5. The method according to claim 1 wherein at least one of said oligonucleotides is complementary to RRE.

6. The method according to claim 1 wherein said oligonucleotide is a chemically modified.

7. The method according to claim 1 wherein said oligonucleotide is about 28 bases long.

8. The method according to claim l wherein said retrovirus is HIV.

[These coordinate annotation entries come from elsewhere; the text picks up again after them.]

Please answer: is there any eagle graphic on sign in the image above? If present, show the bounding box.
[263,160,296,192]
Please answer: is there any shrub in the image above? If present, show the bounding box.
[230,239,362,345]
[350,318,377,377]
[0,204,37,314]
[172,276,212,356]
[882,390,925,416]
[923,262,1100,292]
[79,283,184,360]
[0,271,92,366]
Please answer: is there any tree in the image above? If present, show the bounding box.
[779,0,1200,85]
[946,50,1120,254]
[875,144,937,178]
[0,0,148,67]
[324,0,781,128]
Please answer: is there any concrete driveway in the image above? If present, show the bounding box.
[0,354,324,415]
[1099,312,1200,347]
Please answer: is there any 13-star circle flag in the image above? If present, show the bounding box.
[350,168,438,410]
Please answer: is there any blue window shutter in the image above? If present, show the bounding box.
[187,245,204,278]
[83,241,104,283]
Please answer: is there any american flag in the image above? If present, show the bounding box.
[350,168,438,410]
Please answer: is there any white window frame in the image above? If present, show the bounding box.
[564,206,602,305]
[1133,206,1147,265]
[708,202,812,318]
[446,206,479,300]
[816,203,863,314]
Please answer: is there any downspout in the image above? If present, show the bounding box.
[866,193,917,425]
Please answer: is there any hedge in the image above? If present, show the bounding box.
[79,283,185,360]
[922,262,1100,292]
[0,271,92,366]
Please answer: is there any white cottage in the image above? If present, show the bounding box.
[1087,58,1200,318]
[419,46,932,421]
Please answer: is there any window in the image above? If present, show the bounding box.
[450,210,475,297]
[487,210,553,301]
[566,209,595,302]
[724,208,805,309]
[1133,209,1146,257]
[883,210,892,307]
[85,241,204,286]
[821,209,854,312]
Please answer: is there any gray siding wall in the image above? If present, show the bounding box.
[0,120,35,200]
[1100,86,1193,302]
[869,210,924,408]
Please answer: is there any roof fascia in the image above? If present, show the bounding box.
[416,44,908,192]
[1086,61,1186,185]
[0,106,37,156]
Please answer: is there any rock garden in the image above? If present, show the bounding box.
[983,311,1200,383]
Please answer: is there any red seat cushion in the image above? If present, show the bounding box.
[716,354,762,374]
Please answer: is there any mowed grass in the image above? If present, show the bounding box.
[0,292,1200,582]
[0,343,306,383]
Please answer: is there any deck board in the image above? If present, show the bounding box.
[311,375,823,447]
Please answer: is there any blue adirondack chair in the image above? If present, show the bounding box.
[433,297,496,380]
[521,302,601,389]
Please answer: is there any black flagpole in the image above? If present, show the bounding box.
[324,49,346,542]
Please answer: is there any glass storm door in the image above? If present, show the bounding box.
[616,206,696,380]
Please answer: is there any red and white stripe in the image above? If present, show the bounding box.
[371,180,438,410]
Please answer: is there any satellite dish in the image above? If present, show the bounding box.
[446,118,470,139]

9. An in vitro culture system for testing an anti-viral agent comprising: i) contacting a culture of cells susceptible to infection with a virus to said virus under conditions such that infection of said cells is effected to the extent that infection with said virus occurs in vivo; ii) contacting said infected cells resulting from step (i) with different concentrations of an agent to be tested; iii) culturing said infected cells for a time period that corresponds to an in vivo treatment protocol for said virus and determining which of said concentrations inhibits replication of said virus throughout said time period.

.

10. The method according to claim 9 wherein said virus is HIV and said anti-viral agent is an antisense oligonucleotide complementary to a functional region of the HIV genome.

11. The method according to claim 10 wherein said period of time of step (iii) is a period sufficient for mutants to develop.